“This fight matters even if you lose.” That’s how Jeremy Young of PEN America, a national organization that promotes freedom of speech, publication and thought, concluded an inspiring message to a recent gathering of Florida professors at New College in Sarasota.
Detailing the ongoing depredations of “educational censorship,” not only in Florida but throughout our country, Young warned us that there is likely a great deal of suffering still to come. As I was simultaneously preparing a lecture for my course on the history of Renaissance and Reformation Europe — a critical segment of the “Western Civilization” that we have been encouraged to teach by the governor — I was reminded of a paragraph of Michel de Montaigne’s essay “Of Cannibals,” written around 1580. While some may turn their eyes away from the courageous person who loses in battle for a just cause, Montaigne observed, that person “is killed, but not conquered. The most valiant are often the most unfortunate. So there are triumphant losses that are more to be envied than victories.”
The Austrian novelist, biographer and refugee from Nazi oppression Stefan Zweig opened his own 1936 book “The Right to Heresy” with this paragraph from Montaigne. The small book focuses on the reactions of a brave dissident to the execution of a “heretic” in John Calvin’s Geneva in 1553. The authoritarian leader of theocratic Geneva, Calvin ordered that Miguel Serveto be arrested and burned at the stake, together with his books, for his opinions on the trinitarian or unitarian nature of God — even though he had just arrived in Geneva as a refugee from the Spanish Inquisition.
Calvin received praise from most sectors of both Catholic and Protestant Europe for what he had done in this case, but the Protestant intellectual Sebastian Castellio, Calvin’s former friend and a former Geneva resident, denounced Serveto’s trial and punishment. In the midst of his own era of book-burnings, Zweig pointed out what he called Castellio’s “immortal words” in reaction to this judicial murder: “‘To kill a man never defends a doctrine, but instead kills a man. When the Genevese executed Serveto, they were not defending a doctrine, but sacrificing a man. We do not testify our own faith by burning another, but only by our readiness to be burned on behalf of this faith.’”

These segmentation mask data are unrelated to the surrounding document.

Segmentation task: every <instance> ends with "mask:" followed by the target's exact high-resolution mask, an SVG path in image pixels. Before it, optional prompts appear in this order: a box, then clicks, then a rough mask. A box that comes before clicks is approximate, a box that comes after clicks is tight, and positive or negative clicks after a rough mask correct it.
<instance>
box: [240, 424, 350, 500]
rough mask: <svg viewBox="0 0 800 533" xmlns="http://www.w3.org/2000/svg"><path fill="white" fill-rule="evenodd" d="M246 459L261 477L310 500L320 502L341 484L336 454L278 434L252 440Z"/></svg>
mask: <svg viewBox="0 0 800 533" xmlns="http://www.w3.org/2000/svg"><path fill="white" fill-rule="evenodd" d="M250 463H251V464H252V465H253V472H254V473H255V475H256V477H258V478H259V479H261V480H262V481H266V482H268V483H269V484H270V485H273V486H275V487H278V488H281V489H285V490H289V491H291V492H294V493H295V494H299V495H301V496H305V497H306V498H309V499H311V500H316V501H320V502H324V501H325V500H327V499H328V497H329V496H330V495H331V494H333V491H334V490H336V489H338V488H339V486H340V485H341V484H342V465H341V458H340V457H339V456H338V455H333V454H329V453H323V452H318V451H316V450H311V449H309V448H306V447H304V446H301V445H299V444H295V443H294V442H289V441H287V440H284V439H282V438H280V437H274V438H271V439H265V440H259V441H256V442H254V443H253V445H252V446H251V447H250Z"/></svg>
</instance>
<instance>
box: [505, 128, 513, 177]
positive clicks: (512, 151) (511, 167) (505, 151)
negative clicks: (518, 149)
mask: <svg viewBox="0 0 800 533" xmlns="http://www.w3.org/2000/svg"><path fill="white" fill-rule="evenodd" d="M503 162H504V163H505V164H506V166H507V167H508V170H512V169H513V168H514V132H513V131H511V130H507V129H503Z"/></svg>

Pointing out the moral for his own time, Zweig commented, “Truth can be spread, but it cannot be forced.” Drawing on the flood of speeches he had recently heard in Europe, he insisted that “no doctrine becomes sounder, no truth truer, because of screaming and zealotry; nor can violent propaganda become more effective by getting worked up into a rage. Still less does a doctrine or a philosophy become truer by hunting down the individuals whose conscience compels them to go against it.”

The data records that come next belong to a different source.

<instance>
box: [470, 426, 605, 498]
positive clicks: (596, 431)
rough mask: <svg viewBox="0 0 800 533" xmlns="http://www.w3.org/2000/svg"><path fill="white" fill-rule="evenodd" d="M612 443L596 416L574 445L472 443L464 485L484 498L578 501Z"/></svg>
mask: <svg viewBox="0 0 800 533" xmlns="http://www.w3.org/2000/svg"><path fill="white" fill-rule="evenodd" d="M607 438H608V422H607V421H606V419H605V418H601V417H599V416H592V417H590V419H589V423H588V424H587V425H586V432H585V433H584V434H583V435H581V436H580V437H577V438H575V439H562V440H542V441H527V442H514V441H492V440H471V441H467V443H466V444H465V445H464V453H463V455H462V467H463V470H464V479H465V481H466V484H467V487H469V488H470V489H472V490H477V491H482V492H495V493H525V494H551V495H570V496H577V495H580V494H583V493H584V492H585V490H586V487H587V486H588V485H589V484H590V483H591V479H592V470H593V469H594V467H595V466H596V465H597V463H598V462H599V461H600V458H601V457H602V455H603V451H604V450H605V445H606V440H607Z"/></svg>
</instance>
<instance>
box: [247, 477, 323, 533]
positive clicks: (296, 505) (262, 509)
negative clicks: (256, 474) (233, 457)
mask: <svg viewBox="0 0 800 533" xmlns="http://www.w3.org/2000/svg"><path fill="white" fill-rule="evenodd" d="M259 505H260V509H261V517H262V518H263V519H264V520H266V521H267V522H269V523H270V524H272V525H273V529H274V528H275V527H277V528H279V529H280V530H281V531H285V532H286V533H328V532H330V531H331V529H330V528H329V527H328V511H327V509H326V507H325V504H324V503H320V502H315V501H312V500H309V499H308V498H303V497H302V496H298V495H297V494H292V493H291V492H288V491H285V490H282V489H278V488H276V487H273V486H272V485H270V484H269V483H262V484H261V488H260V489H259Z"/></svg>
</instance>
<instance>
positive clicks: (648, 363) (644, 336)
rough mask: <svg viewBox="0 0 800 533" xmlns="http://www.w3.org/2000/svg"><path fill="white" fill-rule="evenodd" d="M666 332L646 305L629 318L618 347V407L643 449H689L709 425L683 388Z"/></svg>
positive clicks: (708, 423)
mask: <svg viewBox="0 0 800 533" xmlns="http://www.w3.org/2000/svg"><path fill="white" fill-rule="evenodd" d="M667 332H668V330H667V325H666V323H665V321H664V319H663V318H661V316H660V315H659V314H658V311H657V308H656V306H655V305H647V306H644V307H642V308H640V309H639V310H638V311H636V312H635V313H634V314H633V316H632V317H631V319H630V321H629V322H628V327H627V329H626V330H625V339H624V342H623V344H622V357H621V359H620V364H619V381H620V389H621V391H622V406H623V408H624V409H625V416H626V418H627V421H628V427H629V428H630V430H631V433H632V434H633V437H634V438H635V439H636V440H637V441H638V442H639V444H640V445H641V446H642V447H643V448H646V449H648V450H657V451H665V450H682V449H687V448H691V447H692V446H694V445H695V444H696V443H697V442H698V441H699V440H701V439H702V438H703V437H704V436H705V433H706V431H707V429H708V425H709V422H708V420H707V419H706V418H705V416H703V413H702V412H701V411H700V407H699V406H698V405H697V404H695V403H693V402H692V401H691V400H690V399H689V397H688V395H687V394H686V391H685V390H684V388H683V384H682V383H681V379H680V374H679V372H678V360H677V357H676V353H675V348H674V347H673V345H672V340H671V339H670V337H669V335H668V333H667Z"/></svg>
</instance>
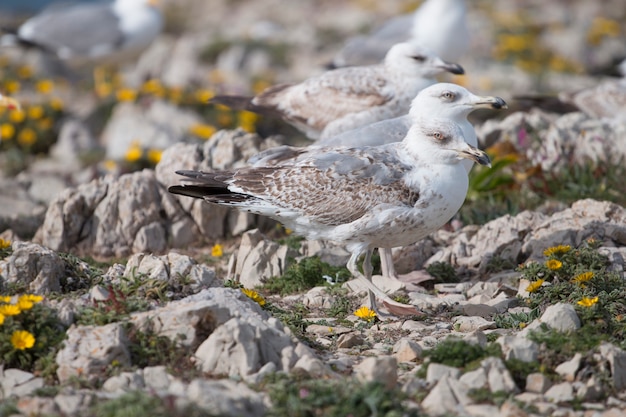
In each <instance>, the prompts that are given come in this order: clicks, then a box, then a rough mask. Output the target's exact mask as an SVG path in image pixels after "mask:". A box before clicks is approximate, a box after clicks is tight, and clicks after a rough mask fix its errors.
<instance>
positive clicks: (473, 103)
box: [470, 96, 509, 110]
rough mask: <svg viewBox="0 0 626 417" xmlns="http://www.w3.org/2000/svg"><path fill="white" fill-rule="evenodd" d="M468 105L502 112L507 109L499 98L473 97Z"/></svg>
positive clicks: (499, 98)
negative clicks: (493, 109)
mask: <svg viewBox="0 0 626 417" xmlns="http://www.w3.org/2000/svg"><path fill="white" fill-rule="evenodd" d="M470 105H471V106H472V107H476V108H485V109H495V110H502V109H508V108H509V106H507V104H506V101H504V100H503V99H501V98H500V97H494V96H474V97H473V98H472V100H471V101H470Z"/></svg>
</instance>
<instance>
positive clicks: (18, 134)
mask: <svg viewBox="0 0 626 417" xmlns="http://www.w3.org/2000/svg"><path fill="white" fill-rule="evenodd" d="M17 141H18V143H19V144H20V145H22V146H31V145H32V144H33V143H35V142H36V141H37V133H35V131H34V130H33V129H31V128H30V127H27V128H24V129H22V130H21V131H20V133H19V134H18V135H17Z"/></svg>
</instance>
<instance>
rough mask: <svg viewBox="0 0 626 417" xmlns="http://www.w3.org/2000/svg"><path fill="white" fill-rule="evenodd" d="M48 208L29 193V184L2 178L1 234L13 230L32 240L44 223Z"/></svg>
mask: <svg viewBox="0 0 626 417" xmlns="http://www.w3.org/2000/svg"><path fill="white" fill-rule="evenodd" d="M45 213H46V207H45V205H44V204H42V203H41V202H38V201H37V200H35V199H33V198H32V196H31V195H29V193H28V187H27V184H23V183H22V182H21V181H16V180H15V179H9V178H0V232H3V231H5V230H9V229H10V230H11V231H12V232H13V233H15V234H16V235H17V236H19V237H21V238H22V239H27V238H30V237H31V236H33V235H34V234H35V232H36V231H37V229H38V228H39V226H41V224H42V223H43V219H44V216H45Z"/></svg>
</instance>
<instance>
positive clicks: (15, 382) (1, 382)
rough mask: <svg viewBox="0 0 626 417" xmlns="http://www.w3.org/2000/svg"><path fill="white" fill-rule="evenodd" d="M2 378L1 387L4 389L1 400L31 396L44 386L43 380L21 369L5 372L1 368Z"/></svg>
mask: <svg viewBox="0 0 626 417" xmlns="http://www.w3.org/2000/svg"><path fill="white" fill-rule="evenodd" d="M0 377H1V378H0V387H1V388H2V395H0V399H2V398H5V399H8V398H10V397H17V398H19V397H23V396H26V395H31V394H32V393H33V391H35V390H37V389H39V388H41V387H43V386H44V380H43V378H37V377H35V375H33V374H31V373H30V372H25V371H22V370H20V369H5V370H3V369H2V367H0Z"/></svg>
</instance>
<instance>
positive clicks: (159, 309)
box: [131, 288, 269, 349]
mask: <svg viewBox="0 0 626 417" xmlns="http://www.w3.org/2000/svg"><path fill="white" fill-rule="evenodd" d="M240 317H246V318H250V317H255V318H258V319H259V320H268V319H269V315H268V314H267V313H266V312H264V311H263V310H262V309H261V307H260V306H259V305H258V304H257V303H255V302H254V301H252V300H250V298H248V297H247V296H246V295H245V294H243V293H242V292H241V291H239V290H234V289H230V288H209V289H205V290H203V291H201V292H199V293H198V294H194V295H192V296H189V297H186V298H183V299H182V300H179V301H173V302H170V303H168V304H166V305H165V306H163V307H161V308H157V309H154V310H150V311H146V312H140V313H133V314H132V315H131V323H133V325H134V326H135V327H137V328H139V329H141V330H147V329H150V330H151V331H154V332H156V333H157V334H159V335H162V336H166V337H168V338H170V339H171V340H172V341H175V342H177V343H181V344H182V345H184V346H190V347H192V348H193V349H195V348H196V347H197V346H198V345H200V343H202V342H204V341H205V340H206V338H207V337H208V336H209V335H211V334H212V333H213V331H214V330H215V329H216V328H218V327H219V326H222V325H223V324H224V323H226V322H227V321H229V320H231V319H232V318H240Z"/></svg>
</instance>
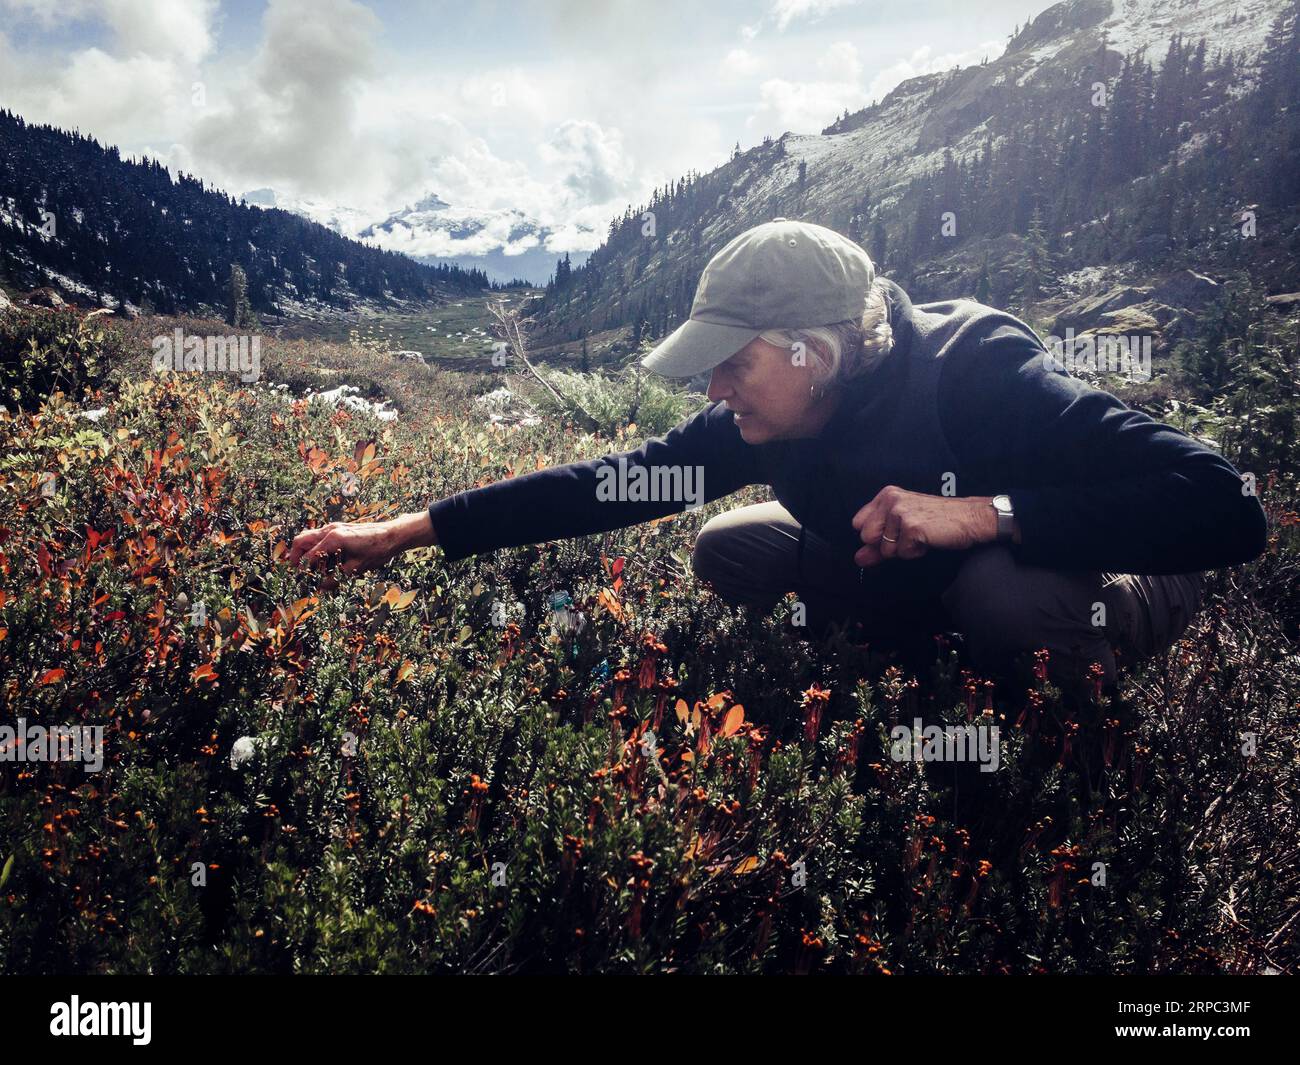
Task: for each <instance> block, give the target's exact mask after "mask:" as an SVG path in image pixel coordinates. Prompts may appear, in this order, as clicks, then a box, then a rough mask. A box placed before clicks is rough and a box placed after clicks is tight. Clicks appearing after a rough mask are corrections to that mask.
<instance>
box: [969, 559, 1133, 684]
mask: <svg viewBox="0 0 1300 1065" xmlns="http://www.w3.org/2000/svg"><path fill="white" fill-rule="evenodd" d="M1100 590H1101V576H1100V573H1092V572H1087V571H1054V570H1044V568H1039V567H1034V566H1021V564H1019V563H1018V562H1017V560H1015V557H1014V555H1013V554H1011V551H1010V550H1009V549H1008V547H1004V546H1000V545H992V546H987V547H980V549H976V550H975V551H972V553H971V555H970V558H967V559H966V562H965V563H963V564H962V567H961V570H959V571H958V575H957V579H956V580H954V581H953V584H952V585H950V586H949V589H948V590H946V592H945V593H944V606H945V607H946V609H948V612H949V615H950V618H952V620H953V623H954V624H956V627H957V628H958V629H959V631H961V632H962V633H963V635H965V636H966V642H967V645H969V648H970V649H971V653H972V657H974V658H975V659H976V661H979V662H984V663H988V662H1001V661H1004V659H1006V658H1008V657H1011V655H1015V654H1021V653H1024V651H1031V650H1039V649H1040V648H1045V649H1047V650H1048V651H1049V653H1052V654H1053V655H1054V657H1058V658H1065V659H1066V661H1069V662H1070V663H1071V664H1087V663H1091V662H1100V663H1101V666H1102V670H1104V671H1105V672H1106V676H1108V677H1109V679H1113V676H1114V651H1113V649H1112V646H1110V644H1109V642H1108V640H1106V635H1105V629H1104V627H1102V625H1104V615H1099V612H1097V610H1096V607H1097V605H1099V602H1100Z"/></svg>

Castellio and Montaigne lived in the darkest and bitterest of times, when, for nearly a full century, Christians in Western Europe tore each other apart over religious differences. Executing heretics only generated even more horrific violence in the 16th century. Banning books from libraries, mandating approved curricula and stifling free discussion in a classroom will not replace one idea with another in the 21st. Will we, in this state, have the courage to stand by truth-telling and freedom of conscience, and against censorship, indoctrination and elimination of those whose views are not endorsed by the current government?
Jonathan S. Perry is an associate professor of history at the Sarasota-Manatee Campus of the University of South Florida, and he also appeared as a contestant on the television program “Jeopardy!” in February 2023.